Prefferably ones without "hotspots" - just wide floody beams ?

.
 
I just had a look at the link above and i'm surprised the Led Lenser P6 was measured to be 157lumens...thats 2x the output led lenser advertised it at 78 lumens. I dont actually have a P6 so i cant really say much about its actual output but I do have a led lenser P5 and i would say that it 59 lumen rated output is pretty close to that of a 60 lumen KX2 head on the surefire e2l.

But mev's review site does show that the lux measurement of the P6 is slightly more that double that of the P5 measured by others so i guess that does correspond to the significantly higher output since they most likely use the same optic lens as their heads are the same size.

...while the ledlenser P6 doesnt make the 250lumen output it does have a hotspotless(or u could say pure hotspot with a few faint rings as spill) flood beam!
 
I just had a look at the link above and i'm surprised the Led Lenser P6 was measured to be 157lumens...thats 2x the output led lenser advertised it at 78 lumens.

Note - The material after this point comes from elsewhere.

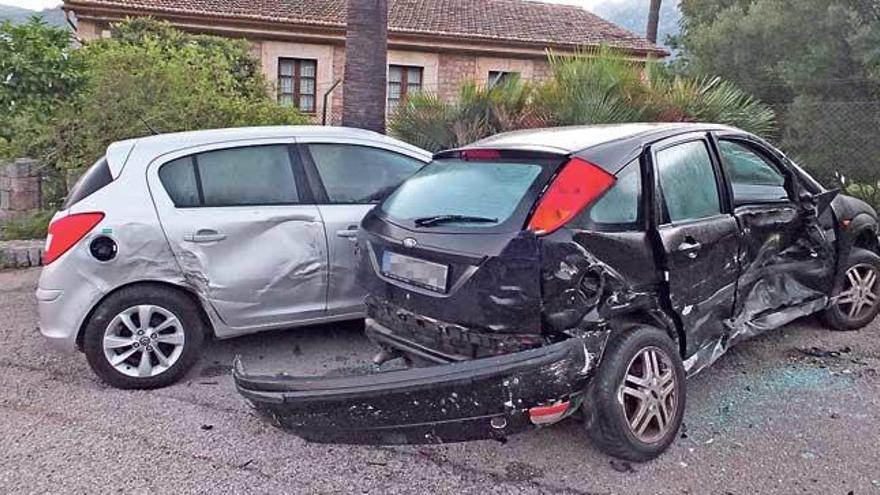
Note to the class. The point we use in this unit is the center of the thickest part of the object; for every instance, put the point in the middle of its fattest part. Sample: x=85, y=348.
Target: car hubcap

Led Lenser is usual unregulated or even direct drive light, that way the brightness will depend very much on the battery, i.e. a fresh battery may have twice the brigtness, compare to a battery that has been used for 10 minutes.
 
I guess he could be wrong but I think he knows what he is doing. Look at this link.

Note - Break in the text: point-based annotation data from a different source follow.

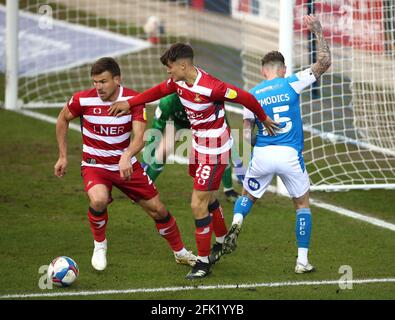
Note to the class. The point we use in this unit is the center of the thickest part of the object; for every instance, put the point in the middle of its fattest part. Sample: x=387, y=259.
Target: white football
x=62, y=271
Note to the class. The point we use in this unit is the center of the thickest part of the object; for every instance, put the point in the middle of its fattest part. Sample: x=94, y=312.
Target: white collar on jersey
x=195, y=87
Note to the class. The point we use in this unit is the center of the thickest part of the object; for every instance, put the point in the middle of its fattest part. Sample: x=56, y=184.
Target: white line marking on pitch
x=190, y=288
x=182, y=160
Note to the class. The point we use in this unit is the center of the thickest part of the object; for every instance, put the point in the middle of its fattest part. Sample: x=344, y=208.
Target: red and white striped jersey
x=204, y=105
x=104, y=137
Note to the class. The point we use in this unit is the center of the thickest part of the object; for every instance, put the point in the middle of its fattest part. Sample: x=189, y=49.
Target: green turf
x=44, y=217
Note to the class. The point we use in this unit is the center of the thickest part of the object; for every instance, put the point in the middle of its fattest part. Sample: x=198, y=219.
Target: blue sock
x=242, y=207
x=303, y=227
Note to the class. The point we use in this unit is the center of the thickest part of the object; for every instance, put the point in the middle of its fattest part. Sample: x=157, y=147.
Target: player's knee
x=99, y=204
x=198, y=208
x=161, y=211
x=96, y=212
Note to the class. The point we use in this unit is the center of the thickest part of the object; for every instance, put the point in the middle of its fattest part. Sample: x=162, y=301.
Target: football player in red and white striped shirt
x=203, y=97
x=108, y=159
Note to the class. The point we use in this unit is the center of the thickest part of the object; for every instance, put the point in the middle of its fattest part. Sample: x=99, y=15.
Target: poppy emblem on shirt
x=230, y=93
x=197, y=98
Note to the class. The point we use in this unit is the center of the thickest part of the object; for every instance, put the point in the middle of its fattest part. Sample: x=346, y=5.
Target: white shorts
x=282, y=161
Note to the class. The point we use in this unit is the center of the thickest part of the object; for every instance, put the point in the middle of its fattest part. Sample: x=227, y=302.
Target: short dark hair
x=273, y=57
x=106, y=64
x=177, y=51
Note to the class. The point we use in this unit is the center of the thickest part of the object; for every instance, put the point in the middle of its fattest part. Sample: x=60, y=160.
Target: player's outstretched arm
x=323, y=53
x=62, y=126
x=135, y=146
x=120, y=108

http://light-reviews.com/forum/viewtopic.php?f=4&t=122&hilit=Lumens

Gotta take it with a pinch of salt.
All the other reviews stated that the t100c2 doesn't output that much light and is one heck of a thrower with small spill.
And I totally agree cuz I have one, and my friend has another.
And also a couple of other guys at my countries local forum said the same thing, so maybe mev had an exceptionally bright one.
 
I just had a look at the link above and i'm surprised the Led Lenser P6 was measured to be 157lumens...thats 2x the output led lenser advertised it at 78 lumens.

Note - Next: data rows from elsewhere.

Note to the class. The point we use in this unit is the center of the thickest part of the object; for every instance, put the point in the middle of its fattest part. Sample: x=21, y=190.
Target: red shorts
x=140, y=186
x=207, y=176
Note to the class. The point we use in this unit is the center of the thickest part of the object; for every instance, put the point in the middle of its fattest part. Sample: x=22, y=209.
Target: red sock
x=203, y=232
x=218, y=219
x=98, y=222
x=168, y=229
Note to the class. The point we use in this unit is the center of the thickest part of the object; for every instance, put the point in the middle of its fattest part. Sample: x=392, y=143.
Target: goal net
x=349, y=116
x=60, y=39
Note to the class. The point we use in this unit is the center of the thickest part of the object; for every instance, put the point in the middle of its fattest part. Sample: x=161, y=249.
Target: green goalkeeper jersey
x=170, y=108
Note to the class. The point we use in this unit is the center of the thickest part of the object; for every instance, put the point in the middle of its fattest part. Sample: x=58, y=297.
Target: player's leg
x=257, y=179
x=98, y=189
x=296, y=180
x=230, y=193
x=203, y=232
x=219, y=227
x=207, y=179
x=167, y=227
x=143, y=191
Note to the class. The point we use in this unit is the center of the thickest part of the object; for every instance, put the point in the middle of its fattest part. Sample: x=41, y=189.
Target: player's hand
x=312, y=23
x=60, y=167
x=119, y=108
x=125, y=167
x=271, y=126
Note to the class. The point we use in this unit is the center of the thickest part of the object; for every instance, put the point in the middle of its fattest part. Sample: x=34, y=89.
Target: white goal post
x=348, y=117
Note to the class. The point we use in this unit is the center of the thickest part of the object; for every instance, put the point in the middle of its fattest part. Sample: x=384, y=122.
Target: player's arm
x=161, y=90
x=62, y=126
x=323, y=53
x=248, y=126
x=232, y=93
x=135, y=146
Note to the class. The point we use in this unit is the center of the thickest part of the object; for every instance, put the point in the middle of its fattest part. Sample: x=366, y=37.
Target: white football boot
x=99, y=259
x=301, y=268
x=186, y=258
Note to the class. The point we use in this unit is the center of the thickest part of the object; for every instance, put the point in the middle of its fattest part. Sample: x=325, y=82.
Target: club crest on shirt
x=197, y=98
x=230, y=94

I think the problem could be that Mev's sphere did not have matte coating, so there might have been reflections that hit straight to the measuring point. It would be interesting to see the results of LL P6 in both spot and flood modes to see if the IS shows similar results on both.
 
I agree; there is no way that the T100C2 is making 249 lumens OTF. The T10L should be very similar to the T10C2 (so about 250 lumens OTF), and it getd only 2 hours of runtime. The T100C2 gets about 3 with the same battery, and shouldn't be all that more efficient. Therefore, it must be drawing a decent amount of current less, making it not 250 OTF lumens. I would expect that it is drawing 1 amp at the most; my T10L draws about 1.3- 1.4 on a fresh 18650.
Of course, the T100C2 has more throw, but that is because of the small die size relative to the smooth reflector.

The T10L has a very nice beam that has a very nice spot/spill transition with virtually no rings at all. It is very nice for lighting up large areas.
 
The Malkoff M60F has the right beam, and run in a 2x18650 host (like a Solarforce w/ extension, for example; there are others) will last over three hours on high.

Also, if you already have a P60 drop in of some sort, just get an LDF lens from flashlightlens.com. They are terrific; I use one in a 2x18650 body with P60 for long flood runtimes. Very useful light.